Michael avait décidé de camper seul, loin des sentiers battus, pour profiter du calme absolu. Son sac à dos était bien rempli : tente, lampe torche, nourriture, et une bouteille de whisky pour se réchauffer. « Une nuit de plus sous les étoiles », avait-il écrit à sa sœur dans un message. Il ne savait pas encore que ces étoiles seraient les dernières qu’il verrait… avant longtemps.
Le Crépuscule qui a tout changé
Dès que le soleil a commencé à descendre, l’atmosphère a changé. Les oiseaux se sont tus. Un silence épais, presque physique, s’est installé. Michael a allumé un feu, plus par habitude que par nécessité. C’est alors qu’il a entendu le premier craquement. « Un animal, probablement », s’est-il dit. Mais les craquements se sont multipliés, comme si quelque chose – ou quelqu’un – tournait autour de lui, juste hors de portée de sa lumière.
Il a sorti sa lampe torche et balayé les alentours. Rien. Pourtant, il sentait une présence. « Arrête de stresser, tu es seul ici », s’est-il répété. Mais son instinct lui hurlait le contraire.
La Rencontre
Vers minuit, le feu s’est éteint. Pas à cause du vent, non. « Comme si on avait soufflé dessus », racontera-t-il plus tard. C’est à ce moment-là qu’il a vu les yeux. Deux points lumineux, jaunes, fixes, à environ vingt mètres de lui. Trop hauts pour être ceux d’un loup. Trop intelligents pour être ceux d’un animal.

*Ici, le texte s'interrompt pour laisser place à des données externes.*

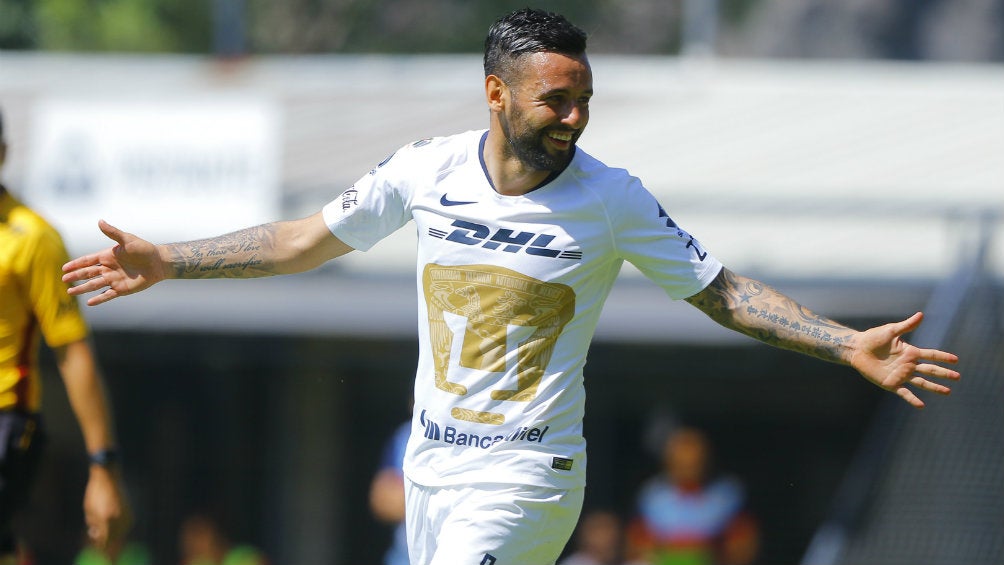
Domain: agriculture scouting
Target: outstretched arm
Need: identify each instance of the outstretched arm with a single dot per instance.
(105, 507)
(135, 264)
(880, 353)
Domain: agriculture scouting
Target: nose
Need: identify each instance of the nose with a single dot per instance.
(576, 115)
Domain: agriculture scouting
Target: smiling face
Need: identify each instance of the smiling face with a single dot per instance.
(545, 109)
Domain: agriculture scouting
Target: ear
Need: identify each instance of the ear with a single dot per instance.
(496, 92)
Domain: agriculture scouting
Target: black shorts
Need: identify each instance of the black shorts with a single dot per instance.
(21, 441)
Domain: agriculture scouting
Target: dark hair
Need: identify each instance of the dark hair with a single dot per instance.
(529, 31)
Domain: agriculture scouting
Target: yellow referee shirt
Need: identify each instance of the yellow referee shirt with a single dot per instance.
(33, 302)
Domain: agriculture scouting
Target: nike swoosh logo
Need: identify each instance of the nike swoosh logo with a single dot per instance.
(447, 202)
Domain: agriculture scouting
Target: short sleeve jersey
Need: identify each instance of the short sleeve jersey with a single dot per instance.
(33, 302)
(510, 291)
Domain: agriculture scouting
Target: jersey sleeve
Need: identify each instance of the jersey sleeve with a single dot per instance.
(647, 237)
(58, 314)
(377, 205)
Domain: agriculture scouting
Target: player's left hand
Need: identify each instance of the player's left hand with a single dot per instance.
(885, 358)
(105, 509)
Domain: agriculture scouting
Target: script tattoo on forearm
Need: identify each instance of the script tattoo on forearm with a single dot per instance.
(236, 255)
(758, 310)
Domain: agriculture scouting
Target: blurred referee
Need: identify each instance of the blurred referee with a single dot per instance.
(34, 306)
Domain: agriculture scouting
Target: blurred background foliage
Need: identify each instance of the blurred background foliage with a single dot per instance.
(898, 29)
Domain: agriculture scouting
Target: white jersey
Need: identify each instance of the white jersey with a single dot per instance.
(510, 290)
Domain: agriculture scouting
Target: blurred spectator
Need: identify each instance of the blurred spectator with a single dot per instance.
(117, 552)
(686, 517)
(598, 541)
(387, 494)
(202, 542)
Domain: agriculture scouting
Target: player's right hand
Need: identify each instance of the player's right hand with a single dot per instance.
(127, 268)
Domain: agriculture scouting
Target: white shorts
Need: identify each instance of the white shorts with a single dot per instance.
(489, 524)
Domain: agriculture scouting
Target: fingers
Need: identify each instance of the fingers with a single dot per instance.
(102, 297)
(911, 398)
(79, 263)
(937, 355)
(938, 371)
(908, 325)
(111, 232)
(97, 531)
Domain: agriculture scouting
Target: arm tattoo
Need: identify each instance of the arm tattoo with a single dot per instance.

Michael a reculé, le cœur battant. « Montre-toi ! » a-t-il crié, la voix tremblante. Pas de réponse. Juste un rire étouffé, derrière lui. Il s’est retourné si vite qu’il a trébuché. Quand il a de nouveau regardé vers les yeux, ils avaient disparu. Mais le rire, lui, résonnait toujours, partout autour de lui.
La Course pour survivre
Sans réfléchir, Michael a attrapé son sac et s’est mis à courir. Les branches lui fouettaient le visage, les racines lui faisaient trébucher. Il entendait des pas derrière lui, trop rapides pour être humains. À un moment, il a senti une main glacée lui agripper l’épaule. Il a hurlé, s’est dégagé, et a continué à courir, sans oser regarder en arrière.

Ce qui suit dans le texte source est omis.